In sum, Boulding is an economist who under pressure of intellectual curiosity and a devotion to freedom, justice, and progress (for which he has offered quite respectable operational definitions) has turned into a philosopher, be it noted, a scientifically literate one. The full flavour of his creative thought can be savoured in The Meaning of the Twentieth Century (1964), Beyond Economics (1968), and The Image (1956). The latter book, dictated in eleven days, was the ‘product’ of Boulding’s sojourn at the Center for Advanced Study in the Behavioural Sciences in Palo Alto, California. There he met many of his contemporaries, who, he says, had a profound influence on his thinking.

Selected Works

  • 1941. Economic analysis. New York: Harper. Rev. edn, Harper, 1948; 3rd edn, New York: Harper, 1955; 4th edn, New York: Harper & Row, 1966.

  • 1945. The economics of peace. Englewood Cliffs, NJ: Prentice Hall; reissued, New York: Books for Libraries Press, 1972.

  • 1950. A reconstruction of economics. New York: Wiley; reissued, Science Editions, 1962.

  • 1953. The organizational revolution: A study in the ethics of economic organizations. New York: Harper, 1953; reissued, New York: Greenwood Press, 1984.

  • 1956. The image; knowledge in life and society. Ann Arbor: University of Michigan Press.

  • 1958a. The skills of the economist. New York, Toronto: Clarke, Irwin.

  • 1958b. Principles of economic policy. Englewood Cliffs, NJ: Prentice Hall.

  • 1962. Conflict and defense: A general theory. New York: Harper.

  • 1963. (With E. Benoit, ed.) Disarmament and the economy. New York: Harper & Row; reissued, New York: Greenwood Press, 1978.

  • 1964. The meaning of the twentieth century: The great transition. New York: Harper & Row.

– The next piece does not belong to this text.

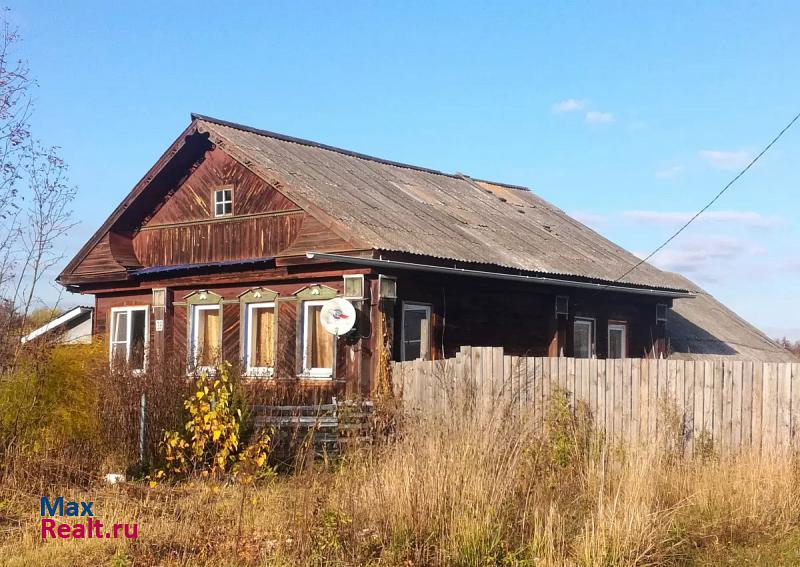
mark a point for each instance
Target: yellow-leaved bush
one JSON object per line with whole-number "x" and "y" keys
{"x": 210, "y": 444}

  • 1968. Beyond economics: Essays on society, religion, and ethics. Ann Arbor: University of Michigan Press.

  • 1970. Economics as a science. New York: McGraw-Hill.

  • 1973. The economy of love and fear: A preface to grants economics. Belmont, California: Wadsworth.

  • 1978. (With T.F. Wilson, eds.) Redistribution through the financial system: The grants economics of money and credit. New York: Praeger.

  • 1981. Evolutionary economics. London: Sage Publications.

  • 1985. Human betterment. London: Sage Publications.